Had the US remained neutral, the war would most likely have come to a far quicker and more politically palatable conclusion, however, the entry of America on the Entente side prolonged the conflict and extended its economic and political destruction to such a degree that the Old Order could not be put back together again.  The great dynasties (Germany, Russia, and especially Austria) were ruthlessly dismantled at the conclusion of WWI by the explicit designs of Wilson which left a power vacuum across Central Europe.  The vacuum, of course, was filled by the various collectivist “isms” which produced the landscape for another global conflagration even greater than WWI.

For America, after a brief revival of isolationism and non-interventionist sentiment throughout the land, the country, led by another ruthless and power-mad chief executive, provoked and schemed its way into the second general European war within a generation, this time via “the backdoor” with Japan.  A second US intervention, making the war global, could not have come about had there been no WWI, or if that war had ended on better terms.

After the Second World War, the US emerged as the world’s dominant power with bases across the globe and entered into a string of never ending hot and cold wars, regime changes, destabilizations, assassinations, bombings, blockades, and economic sanctions that have continued to this very day and hour.  Quickly after the war’s conclusion, the American media, academia, and the security and military industrial complex had to invent the myth that the Soviet Union and the US were of equal military might which turned out to be a blatant lie.  After being decimated in WWII and its adherence to unworkable and economic destructive socialistic planning, the Soviet Union could never produce the wealth necessary to maintain a global empire as the US did, and still does.  The “Soviet threat” was always a ruse to get gullible Americans to vote for and support greater and greater “defense” spending.

Besides Ron Paul and to a far lesser extent his son, Donald Trump was the only viable candidate who spoke of taking a new, less interventionist foreign policy which is why he was able to garner so much support from millions of empire-weary Americans during the presidential campaign.  He rightly called the Iraqi War a “disaster,” spoke of getting along with Russia, and the US’s commitment to NATO should be rethought, among other refreshing comments on foreign affairs.

In one of the most memorable and hopeful passages of his Inaugural Address, the new president championed non-intervention abroad:

We will seek friendship and goodwill with the nations of the world, but we do so with the understanding that it is the right of all nations to put their own interests first.

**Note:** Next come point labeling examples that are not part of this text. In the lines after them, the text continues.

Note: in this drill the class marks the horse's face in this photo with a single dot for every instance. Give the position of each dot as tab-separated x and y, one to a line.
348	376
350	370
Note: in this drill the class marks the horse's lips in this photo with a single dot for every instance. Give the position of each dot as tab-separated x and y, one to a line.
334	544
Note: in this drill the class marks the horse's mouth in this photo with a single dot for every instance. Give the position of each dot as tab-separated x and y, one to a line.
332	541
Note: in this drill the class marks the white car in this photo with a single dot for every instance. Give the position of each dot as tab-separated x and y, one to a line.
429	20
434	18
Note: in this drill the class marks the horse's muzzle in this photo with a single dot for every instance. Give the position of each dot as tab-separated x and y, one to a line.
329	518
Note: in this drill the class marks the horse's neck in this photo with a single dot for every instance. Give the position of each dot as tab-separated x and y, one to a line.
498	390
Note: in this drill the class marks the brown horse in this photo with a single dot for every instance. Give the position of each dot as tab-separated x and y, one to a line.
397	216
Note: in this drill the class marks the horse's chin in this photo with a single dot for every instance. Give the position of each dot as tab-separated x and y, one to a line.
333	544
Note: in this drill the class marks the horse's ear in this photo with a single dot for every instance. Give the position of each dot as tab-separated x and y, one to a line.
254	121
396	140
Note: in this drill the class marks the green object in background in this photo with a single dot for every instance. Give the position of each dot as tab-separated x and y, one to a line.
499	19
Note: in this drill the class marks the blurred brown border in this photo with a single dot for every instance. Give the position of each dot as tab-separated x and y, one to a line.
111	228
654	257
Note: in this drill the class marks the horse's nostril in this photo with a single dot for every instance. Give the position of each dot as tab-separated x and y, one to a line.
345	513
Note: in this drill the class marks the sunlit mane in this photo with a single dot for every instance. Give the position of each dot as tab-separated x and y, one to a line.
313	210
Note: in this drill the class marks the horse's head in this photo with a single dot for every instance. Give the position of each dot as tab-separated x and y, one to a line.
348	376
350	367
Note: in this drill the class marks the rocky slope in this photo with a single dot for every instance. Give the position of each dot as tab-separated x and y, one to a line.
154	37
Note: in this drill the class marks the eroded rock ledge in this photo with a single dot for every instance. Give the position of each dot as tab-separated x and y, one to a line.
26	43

We do not seek to impose our way of life on anyone, but rather to let it shine as an example. We will shine for everyone to follow.

Unlike Ron Paul, however, Trump had no grounding in a true America First foreign policy.  While critical of his predecessors’ foreign policy decisions, Trump was not opposed philosophically to the US Empire or saw it as the greatest threat to world peace which currently exists.

Without an ideological basis against American globalism, Trump was easy pickings against the threats and machinations of the Deep State.  Without a refutation of the ideology which drove Wilson and all of his successors to promote military adventurism abroad, Trump will be little different than his imperial predecessors and with a personality that is thin-skinned, impulsive and unpredictable, Trump could, God forbid, become another Woodrow Wilson.